A military court of four officers and four enlisted men is weighing the fate of a Marine drill instructor charged with spraying lighter fluid on a recruit and then setting fire to it.
The general court martial of Sgt. John B. Norris, 22, a drill instructor at the Marine training base in San Diego, is the 12th case there involving recruit abuse since the Corps implemented widespread training revisions in July, 1976.
The trial opened Friday and continued yesterday.
Many of the training changes stemmed from the death of Pvt. Lynn McClure, the 20-year-old recruit who was fatally beaten with pugil sticks at the San Diego base on Dec. 6, 1975. The Marine drill instructor who supervised the bouts that killed McClure was acquitted on June 28, 1976 after his general court martial on a charge on involuntary manslaughter.

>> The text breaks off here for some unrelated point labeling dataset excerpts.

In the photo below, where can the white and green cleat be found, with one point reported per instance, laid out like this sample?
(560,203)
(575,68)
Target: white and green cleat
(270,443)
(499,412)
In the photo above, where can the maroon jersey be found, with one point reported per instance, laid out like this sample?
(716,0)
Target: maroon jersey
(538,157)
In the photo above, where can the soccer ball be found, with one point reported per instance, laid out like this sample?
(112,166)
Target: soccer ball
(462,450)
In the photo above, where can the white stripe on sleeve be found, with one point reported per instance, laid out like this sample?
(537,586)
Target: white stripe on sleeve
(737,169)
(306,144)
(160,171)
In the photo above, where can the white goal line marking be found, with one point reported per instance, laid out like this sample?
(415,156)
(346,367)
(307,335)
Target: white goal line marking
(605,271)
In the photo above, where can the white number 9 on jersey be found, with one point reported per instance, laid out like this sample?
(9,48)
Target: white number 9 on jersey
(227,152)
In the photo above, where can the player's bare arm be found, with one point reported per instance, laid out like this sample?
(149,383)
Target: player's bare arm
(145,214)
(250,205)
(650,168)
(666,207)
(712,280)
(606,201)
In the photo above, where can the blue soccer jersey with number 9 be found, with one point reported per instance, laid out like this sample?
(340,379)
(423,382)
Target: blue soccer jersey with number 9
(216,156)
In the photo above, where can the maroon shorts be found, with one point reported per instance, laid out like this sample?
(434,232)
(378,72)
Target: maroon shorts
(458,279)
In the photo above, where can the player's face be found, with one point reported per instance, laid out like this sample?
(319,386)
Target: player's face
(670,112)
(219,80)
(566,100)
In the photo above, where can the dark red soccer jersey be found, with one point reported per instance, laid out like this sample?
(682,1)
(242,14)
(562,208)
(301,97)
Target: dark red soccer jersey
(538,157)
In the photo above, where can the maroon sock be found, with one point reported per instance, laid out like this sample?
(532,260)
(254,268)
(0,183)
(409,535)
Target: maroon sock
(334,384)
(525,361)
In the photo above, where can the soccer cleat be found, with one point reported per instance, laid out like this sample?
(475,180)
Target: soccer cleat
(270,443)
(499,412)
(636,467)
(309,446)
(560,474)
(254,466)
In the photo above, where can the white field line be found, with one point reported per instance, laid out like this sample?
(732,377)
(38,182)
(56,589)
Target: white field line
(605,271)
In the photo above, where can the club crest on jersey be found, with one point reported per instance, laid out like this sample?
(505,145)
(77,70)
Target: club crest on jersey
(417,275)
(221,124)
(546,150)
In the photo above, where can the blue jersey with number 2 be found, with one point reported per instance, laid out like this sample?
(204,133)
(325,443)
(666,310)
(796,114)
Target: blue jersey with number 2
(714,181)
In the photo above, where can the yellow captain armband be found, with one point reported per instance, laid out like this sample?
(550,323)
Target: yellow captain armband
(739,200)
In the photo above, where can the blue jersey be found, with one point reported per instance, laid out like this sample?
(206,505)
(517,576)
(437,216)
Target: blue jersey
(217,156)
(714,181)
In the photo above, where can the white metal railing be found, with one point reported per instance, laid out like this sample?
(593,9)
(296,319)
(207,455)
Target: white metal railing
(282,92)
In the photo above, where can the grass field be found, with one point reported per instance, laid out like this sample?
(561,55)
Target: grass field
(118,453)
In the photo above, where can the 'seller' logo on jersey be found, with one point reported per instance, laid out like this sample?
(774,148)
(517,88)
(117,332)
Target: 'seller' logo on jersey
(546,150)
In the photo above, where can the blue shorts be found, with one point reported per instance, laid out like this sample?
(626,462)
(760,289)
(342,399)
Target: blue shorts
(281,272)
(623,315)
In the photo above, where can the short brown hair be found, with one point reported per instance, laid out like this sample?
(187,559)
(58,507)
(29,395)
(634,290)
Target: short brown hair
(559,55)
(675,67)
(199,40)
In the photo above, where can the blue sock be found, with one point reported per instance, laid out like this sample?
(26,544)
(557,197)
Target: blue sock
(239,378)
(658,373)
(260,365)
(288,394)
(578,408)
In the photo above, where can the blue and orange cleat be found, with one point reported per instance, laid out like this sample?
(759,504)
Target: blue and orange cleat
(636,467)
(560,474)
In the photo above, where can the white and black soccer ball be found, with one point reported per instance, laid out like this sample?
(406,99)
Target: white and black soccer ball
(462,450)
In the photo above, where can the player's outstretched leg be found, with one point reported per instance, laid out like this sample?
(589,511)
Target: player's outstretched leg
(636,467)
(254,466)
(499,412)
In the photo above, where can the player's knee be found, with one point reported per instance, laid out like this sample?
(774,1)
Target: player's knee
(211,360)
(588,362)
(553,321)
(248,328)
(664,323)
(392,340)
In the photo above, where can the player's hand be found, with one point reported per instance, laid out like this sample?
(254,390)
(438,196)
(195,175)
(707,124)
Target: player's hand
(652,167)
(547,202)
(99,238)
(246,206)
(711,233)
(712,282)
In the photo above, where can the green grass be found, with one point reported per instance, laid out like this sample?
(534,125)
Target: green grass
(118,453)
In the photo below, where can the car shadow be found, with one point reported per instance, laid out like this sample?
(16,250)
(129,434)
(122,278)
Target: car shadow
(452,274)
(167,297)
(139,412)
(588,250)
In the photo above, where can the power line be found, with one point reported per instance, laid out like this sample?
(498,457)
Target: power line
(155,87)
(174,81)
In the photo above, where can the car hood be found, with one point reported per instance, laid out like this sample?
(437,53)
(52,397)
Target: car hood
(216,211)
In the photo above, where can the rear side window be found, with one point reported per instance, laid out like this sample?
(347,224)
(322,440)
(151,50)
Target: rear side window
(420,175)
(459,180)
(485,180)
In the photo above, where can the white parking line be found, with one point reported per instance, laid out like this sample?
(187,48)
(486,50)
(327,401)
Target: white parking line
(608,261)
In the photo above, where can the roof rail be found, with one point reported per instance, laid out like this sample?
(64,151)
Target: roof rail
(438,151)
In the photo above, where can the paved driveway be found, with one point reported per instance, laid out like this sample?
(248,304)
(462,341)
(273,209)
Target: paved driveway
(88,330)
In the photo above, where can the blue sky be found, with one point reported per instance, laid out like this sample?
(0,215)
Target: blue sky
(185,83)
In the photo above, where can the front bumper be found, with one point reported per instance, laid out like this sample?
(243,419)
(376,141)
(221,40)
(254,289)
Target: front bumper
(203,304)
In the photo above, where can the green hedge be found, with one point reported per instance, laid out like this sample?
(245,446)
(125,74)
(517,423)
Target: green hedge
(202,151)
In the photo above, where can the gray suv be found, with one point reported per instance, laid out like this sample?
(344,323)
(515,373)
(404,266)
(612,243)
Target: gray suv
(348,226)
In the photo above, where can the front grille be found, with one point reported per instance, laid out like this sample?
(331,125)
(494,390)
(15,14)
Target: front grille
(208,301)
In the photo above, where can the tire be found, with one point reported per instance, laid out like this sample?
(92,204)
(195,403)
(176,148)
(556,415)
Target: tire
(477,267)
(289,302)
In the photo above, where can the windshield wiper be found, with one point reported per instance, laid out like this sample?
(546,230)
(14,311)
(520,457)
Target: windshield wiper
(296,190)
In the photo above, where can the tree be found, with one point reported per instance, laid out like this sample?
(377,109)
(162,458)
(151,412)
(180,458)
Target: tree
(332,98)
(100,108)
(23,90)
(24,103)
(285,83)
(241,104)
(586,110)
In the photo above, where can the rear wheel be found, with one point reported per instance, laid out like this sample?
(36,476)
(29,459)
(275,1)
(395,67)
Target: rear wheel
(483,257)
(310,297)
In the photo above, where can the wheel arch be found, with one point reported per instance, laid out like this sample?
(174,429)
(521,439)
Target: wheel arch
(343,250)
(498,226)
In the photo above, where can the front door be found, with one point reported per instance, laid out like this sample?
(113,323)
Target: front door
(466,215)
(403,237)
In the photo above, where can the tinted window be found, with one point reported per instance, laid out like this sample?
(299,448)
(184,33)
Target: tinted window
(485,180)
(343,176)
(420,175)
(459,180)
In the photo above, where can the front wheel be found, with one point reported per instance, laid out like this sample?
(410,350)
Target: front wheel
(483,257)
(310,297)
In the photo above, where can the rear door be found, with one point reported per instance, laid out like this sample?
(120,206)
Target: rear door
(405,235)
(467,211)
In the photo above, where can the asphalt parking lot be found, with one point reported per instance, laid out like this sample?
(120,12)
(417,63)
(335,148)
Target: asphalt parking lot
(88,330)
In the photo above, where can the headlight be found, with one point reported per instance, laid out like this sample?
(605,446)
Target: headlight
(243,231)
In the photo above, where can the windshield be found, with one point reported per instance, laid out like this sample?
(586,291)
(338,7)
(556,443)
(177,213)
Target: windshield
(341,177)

A Marine spokesman at the San Diego base said yesterday that of the 11 courts martial against drill instructors charged with violating rules for dealing with recruits since the McClure verdict, four DIs have been acquitted. The most severe penalty imposed on the seven found quilty was 12 months' hard labor and a dishonorable discharge.
Norris, if found guilty on the charges stemming from the burning incident, could receive up to five years in jail on the charges of hazing, maltreatment and assault. The military court is expected to reach its decision soon.
Pvt. Victor N. Aldaz, 21, of East Chicago, had the upper left leg of his trousers set on fire by Norris last July, according to a Marine spokesman. Aldaz patted the fire out before it injured him, the Marine spokesman said.
The Marine spokesman at the San Diego base said the command is clamping down hard on any reported abuse of recruits. This is why there have been a dozen court martials since the McClure episode, he added.
Marine Commandant Louis H. Wilson ordered the crackdown on maltreatment after studying the McClure case. He said the danger of recruit abuse must be impressed into "the corporate memory of the Marine Corps."